Questions have been mounting over vetting and monitoring processes after it emerged that Wayne Couzens was allowed to guard sensitive sites despite previous indecent exposure incidents.
Several of his former colleagues are under investigation by the Independent Office for Police Conduct (IOPC) over material shared in a WhatsApp group including the murderer.
The Home Office said that the first part of the inquiry would examine Couzens’ conduct leading up to his conviction, as well as any missed opportunities.
The second part will look at “wider issues across policing”, which could include vetting practices, professional standards and discipline, and workplace behaviour.
The home secretary is also commissioning an inspection of vetting and counter-corruption procedures by HM Inspectorate of Constabulary, which will include how forces detect “misogynistic and predatory behaviour”.
The announcement came a day after the Metropolitan Police commissioner announced a separate independent review of “standards and culture”.
Dame Cressida Dick said the review would cover how officers in Britain’s largest force treat each other and the public, adding: “Our leadership, our processes, our systems, our people, our training, everything will be looked at.”
The commissioner, who is the UK’s most senior police officer, has refused to resign over the Everard case and pressure over the handling of a vigil following the murder.
On Monday, another Metropolitan Police officer, David Carrick, appeared in court accused of raping a woman in St Albans.
The Home Office said that Ms Patel would be chairing a new taskforce to “drive cross-government action on tackling violence against women and girls” and help maintain public confidence in policing.

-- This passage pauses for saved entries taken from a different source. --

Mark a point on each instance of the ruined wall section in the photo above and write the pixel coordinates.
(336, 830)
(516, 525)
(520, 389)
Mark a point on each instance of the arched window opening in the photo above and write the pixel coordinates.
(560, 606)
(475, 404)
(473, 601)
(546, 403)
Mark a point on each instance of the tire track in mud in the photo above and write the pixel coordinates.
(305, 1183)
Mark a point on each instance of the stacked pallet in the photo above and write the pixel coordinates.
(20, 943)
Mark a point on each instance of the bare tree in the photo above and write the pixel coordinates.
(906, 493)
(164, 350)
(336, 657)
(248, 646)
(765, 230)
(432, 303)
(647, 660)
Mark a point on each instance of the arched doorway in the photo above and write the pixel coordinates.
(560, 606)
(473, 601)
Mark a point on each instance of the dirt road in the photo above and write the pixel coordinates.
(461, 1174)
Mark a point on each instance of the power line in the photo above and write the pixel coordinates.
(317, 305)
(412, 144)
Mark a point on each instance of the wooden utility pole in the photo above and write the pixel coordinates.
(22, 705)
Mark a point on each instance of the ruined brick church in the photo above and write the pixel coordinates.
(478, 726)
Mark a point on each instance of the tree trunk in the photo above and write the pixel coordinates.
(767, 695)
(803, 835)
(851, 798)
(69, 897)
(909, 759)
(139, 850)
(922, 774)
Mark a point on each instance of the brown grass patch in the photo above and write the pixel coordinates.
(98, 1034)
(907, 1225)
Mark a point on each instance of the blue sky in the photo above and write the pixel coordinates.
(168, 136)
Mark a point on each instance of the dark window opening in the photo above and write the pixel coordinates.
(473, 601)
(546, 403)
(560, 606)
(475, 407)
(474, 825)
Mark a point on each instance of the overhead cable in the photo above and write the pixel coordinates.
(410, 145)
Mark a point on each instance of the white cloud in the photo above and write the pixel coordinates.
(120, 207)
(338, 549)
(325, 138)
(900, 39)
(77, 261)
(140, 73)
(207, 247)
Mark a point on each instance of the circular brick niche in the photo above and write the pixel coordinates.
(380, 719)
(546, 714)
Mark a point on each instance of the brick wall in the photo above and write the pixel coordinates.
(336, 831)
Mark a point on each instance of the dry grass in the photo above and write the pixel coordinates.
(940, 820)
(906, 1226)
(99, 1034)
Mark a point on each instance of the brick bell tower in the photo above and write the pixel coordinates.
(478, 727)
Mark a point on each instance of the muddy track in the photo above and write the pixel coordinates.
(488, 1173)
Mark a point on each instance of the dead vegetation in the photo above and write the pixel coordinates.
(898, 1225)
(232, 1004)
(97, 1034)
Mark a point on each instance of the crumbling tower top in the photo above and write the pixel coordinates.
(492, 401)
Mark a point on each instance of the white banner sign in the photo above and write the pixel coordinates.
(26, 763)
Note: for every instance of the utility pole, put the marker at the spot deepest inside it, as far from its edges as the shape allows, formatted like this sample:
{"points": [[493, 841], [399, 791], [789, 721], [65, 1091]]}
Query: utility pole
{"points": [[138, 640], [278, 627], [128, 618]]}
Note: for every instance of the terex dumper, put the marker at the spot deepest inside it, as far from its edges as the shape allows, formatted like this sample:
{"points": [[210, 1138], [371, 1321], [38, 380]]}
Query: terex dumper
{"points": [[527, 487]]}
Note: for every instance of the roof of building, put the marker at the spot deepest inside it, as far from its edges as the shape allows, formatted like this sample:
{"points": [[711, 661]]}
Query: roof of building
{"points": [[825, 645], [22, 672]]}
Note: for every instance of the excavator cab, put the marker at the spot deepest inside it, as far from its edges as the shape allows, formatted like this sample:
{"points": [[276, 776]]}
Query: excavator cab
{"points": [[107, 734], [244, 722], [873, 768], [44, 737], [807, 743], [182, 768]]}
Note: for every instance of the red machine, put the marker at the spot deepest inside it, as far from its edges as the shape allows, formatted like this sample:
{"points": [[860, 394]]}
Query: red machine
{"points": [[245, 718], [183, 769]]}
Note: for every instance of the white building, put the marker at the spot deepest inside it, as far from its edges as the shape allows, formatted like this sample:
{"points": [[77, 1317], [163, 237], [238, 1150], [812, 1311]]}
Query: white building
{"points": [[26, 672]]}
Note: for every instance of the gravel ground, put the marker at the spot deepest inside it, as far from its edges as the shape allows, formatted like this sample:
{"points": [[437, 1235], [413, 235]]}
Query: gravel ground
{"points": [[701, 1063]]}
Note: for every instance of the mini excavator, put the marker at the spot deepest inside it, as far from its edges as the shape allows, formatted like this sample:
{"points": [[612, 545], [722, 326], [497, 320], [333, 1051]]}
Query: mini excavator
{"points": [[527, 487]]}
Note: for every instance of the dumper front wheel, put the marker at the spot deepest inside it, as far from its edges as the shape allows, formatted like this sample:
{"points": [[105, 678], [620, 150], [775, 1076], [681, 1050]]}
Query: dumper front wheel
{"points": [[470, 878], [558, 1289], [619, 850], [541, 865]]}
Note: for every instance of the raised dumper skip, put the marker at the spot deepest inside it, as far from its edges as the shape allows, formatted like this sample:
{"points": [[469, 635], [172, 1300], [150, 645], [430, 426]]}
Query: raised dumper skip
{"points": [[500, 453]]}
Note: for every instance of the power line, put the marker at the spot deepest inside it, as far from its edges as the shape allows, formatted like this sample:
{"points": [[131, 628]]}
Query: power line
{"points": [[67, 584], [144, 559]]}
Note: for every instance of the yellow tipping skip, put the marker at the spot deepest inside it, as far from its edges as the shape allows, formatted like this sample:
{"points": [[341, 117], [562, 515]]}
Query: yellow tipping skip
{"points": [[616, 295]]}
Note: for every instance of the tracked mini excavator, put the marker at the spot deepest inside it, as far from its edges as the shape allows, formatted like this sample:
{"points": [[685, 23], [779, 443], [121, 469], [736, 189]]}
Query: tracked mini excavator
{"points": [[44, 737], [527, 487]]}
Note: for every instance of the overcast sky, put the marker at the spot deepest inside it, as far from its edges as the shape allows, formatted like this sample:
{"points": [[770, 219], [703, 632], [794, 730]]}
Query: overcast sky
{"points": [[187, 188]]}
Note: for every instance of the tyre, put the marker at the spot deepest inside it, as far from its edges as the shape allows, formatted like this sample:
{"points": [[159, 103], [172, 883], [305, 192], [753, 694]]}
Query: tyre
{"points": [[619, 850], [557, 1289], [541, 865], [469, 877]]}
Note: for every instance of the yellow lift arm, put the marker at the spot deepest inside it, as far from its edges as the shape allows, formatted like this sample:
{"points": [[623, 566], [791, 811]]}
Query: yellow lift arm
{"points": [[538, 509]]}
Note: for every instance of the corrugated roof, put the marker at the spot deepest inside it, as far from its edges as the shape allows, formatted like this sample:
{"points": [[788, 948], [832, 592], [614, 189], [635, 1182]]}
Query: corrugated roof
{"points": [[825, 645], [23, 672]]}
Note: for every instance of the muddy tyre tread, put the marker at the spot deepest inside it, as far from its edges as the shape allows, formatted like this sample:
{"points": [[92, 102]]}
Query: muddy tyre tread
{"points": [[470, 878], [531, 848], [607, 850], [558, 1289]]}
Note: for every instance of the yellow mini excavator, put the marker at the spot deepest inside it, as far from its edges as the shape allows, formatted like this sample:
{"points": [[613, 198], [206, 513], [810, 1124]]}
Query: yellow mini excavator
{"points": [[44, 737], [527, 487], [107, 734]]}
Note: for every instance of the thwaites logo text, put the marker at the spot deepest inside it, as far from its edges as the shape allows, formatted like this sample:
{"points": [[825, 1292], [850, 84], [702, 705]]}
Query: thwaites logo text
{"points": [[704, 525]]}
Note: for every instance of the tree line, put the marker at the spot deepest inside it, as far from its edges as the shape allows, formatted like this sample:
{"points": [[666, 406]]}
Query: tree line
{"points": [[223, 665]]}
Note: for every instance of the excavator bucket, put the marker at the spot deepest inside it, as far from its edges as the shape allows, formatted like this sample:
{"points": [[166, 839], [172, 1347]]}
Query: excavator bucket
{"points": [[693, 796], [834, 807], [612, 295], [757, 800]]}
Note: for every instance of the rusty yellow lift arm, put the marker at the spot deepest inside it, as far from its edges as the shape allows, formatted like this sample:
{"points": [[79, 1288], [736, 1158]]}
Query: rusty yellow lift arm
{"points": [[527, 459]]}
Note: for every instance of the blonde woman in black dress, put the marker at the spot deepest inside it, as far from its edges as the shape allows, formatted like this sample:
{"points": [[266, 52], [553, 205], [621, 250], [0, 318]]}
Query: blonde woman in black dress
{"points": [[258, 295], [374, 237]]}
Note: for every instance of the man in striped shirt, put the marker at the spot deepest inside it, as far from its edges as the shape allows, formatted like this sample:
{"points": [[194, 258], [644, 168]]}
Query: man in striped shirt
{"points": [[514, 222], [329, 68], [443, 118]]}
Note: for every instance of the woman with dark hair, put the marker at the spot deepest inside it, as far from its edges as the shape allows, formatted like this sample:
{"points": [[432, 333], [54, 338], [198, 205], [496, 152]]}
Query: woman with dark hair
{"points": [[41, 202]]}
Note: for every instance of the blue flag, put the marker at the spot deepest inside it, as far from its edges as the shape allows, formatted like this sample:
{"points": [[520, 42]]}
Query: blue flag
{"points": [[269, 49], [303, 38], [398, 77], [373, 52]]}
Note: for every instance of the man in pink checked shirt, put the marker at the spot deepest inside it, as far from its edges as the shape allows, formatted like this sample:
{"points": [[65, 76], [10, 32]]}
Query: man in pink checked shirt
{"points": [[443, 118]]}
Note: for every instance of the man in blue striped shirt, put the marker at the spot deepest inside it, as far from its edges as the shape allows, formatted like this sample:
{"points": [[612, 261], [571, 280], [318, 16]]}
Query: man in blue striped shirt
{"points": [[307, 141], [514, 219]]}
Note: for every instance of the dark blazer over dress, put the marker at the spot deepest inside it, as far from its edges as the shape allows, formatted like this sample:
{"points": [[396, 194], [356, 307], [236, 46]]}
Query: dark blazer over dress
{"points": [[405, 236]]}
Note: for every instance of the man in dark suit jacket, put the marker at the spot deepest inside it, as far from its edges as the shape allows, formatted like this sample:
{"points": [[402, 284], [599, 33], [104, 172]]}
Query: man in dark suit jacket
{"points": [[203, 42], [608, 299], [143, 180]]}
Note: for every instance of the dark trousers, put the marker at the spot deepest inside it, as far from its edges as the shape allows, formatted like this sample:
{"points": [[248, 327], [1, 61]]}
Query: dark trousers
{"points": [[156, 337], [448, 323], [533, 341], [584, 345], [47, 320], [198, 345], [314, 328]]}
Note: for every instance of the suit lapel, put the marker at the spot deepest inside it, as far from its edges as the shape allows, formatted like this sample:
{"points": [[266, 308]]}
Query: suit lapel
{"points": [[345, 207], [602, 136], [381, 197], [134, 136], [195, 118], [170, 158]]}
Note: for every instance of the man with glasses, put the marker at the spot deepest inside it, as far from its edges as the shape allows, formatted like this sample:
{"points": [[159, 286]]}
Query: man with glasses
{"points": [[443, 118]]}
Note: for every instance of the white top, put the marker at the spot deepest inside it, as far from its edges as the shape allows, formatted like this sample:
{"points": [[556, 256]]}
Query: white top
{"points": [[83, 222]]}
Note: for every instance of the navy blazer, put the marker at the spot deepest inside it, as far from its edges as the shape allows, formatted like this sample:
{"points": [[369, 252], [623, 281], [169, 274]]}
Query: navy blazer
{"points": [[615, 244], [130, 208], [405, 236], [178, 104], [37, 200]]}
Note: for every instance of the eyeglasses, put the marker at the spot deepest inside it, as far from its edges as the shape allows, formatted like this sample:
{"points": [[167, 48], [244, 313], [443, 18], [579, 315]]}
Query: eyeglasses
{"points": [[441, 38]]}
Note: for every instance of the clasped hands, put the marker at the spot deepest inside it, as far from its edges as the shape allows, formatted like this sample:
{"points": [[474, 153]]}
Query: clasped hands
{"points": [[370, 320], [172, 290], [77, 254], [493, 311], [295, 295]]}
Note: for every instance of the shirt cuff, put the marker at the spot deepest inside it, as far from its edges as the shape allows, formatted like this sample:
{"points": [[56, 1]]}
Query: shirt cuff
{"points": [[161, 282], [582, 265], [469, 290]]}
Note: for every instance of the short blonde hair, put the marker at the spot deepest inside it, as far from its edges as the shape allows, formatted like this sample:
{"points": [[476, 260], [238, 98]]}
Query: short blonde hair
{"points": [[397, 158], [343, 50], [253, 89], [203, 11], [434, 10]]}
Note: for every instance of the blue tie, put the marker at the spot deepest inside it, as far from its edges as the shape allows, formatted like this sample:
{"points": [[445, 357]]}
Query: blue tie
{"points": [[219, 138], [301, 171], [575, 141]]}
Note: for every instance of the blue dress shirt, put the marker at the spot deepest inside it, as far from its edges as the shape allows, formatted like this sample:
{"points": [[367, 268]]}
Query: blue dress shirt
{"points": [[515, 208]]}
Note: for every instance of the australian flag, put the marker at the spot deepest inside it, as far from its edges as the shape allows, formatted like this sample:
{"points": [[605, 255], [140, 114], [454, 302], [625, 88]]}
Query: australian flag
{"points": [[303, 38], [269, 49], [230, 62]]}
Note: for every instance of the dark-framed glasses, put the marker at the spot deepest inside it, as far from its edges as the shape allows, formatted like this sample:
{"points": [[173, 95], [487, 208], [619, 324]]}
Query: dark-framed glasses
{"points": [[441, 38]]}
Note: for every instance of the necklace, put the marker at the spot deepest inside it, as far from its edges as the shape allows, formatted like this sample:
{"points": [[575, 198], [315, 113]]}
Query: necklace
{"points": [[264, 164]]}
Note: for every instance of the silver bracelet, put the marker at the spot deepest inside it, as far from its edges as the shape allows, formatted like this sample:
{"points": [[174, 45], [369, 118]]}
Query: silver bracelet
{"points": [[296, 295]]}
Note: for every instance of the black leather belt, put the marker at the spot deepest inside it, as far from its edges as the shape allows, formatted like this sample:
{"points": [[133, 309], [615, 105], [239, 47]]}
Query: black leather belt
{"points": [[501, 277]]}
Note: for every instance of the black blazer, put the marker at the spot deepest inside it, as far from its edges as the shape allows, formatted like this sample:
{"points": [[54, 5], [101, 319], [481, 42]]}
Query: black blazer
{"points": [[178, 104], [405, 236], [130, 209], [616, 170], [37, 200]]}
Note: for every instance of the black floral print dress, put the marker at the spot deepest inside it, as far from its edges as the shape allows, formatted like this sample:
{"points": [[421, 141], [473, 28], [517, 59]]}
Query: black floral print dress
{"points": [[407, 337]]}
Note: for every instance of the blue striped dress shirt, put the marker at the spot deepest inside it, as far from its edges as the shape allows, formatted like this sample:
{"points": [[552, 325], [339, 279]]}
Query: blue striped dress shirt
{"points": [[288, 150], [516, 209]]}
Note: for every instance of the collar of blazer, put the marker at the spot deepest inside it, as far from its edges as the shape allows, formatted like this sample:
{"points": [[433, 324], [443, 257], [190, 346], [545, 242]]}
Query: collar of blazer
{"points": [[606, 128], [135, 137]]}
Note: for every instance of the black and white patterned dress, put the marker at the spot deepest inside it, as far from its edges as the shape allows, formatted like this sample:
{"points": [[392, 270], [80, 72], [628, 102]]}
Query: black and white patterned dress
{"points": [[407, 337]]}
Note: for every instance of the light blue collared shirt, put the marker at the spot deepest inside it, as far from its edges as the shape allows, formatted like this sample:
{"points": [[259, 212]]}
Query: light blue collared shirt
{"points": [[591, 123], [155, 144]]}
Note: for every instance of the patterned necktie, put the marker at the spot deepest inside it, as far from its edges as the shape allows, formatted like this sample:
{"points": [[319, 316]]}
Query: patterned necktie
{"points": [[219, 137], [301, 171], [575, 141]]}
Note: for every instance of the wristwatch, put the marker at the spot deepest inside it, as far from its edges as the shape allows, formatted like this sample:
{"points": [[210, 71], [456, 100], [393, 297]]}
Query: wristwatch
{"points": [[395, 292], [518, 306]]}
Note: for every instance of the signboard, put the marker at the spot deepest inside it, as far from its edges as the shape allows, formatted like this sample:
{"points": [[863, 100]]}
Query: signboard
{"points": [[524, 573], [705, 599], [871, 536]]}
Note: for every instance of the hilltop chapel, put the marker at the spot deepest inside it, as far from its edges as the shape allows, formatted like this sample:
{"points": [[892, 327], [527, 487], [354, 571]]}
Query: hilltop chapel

It will look at how the police currently respond to sexual offences that are considered low-level, such as indecent exposure, which was committed by Couzens before the murder.
Prosecutions have hit record lows in recent years, with only 3.5 per cent of all sexual offences and 1.5 per cent of rapes now resulting in a charge in England and Wales.
When challenged on the figures during a Sky News interview on Tuesday, Boris Johnson admitted that there was a feeling of “fury, of frustration, betrayal, on the part of millions of people, most of them women about, about what's happening”.
The prime minister refused to directly apologise for failings, or concede that budget cuts implemented since 2010 have affected the ability of police, prosecutors and the court system to deal with offences.
He said: “I think that certainly, on behalf of government overall, I think that this is something where government, the whole system has not done well enough.”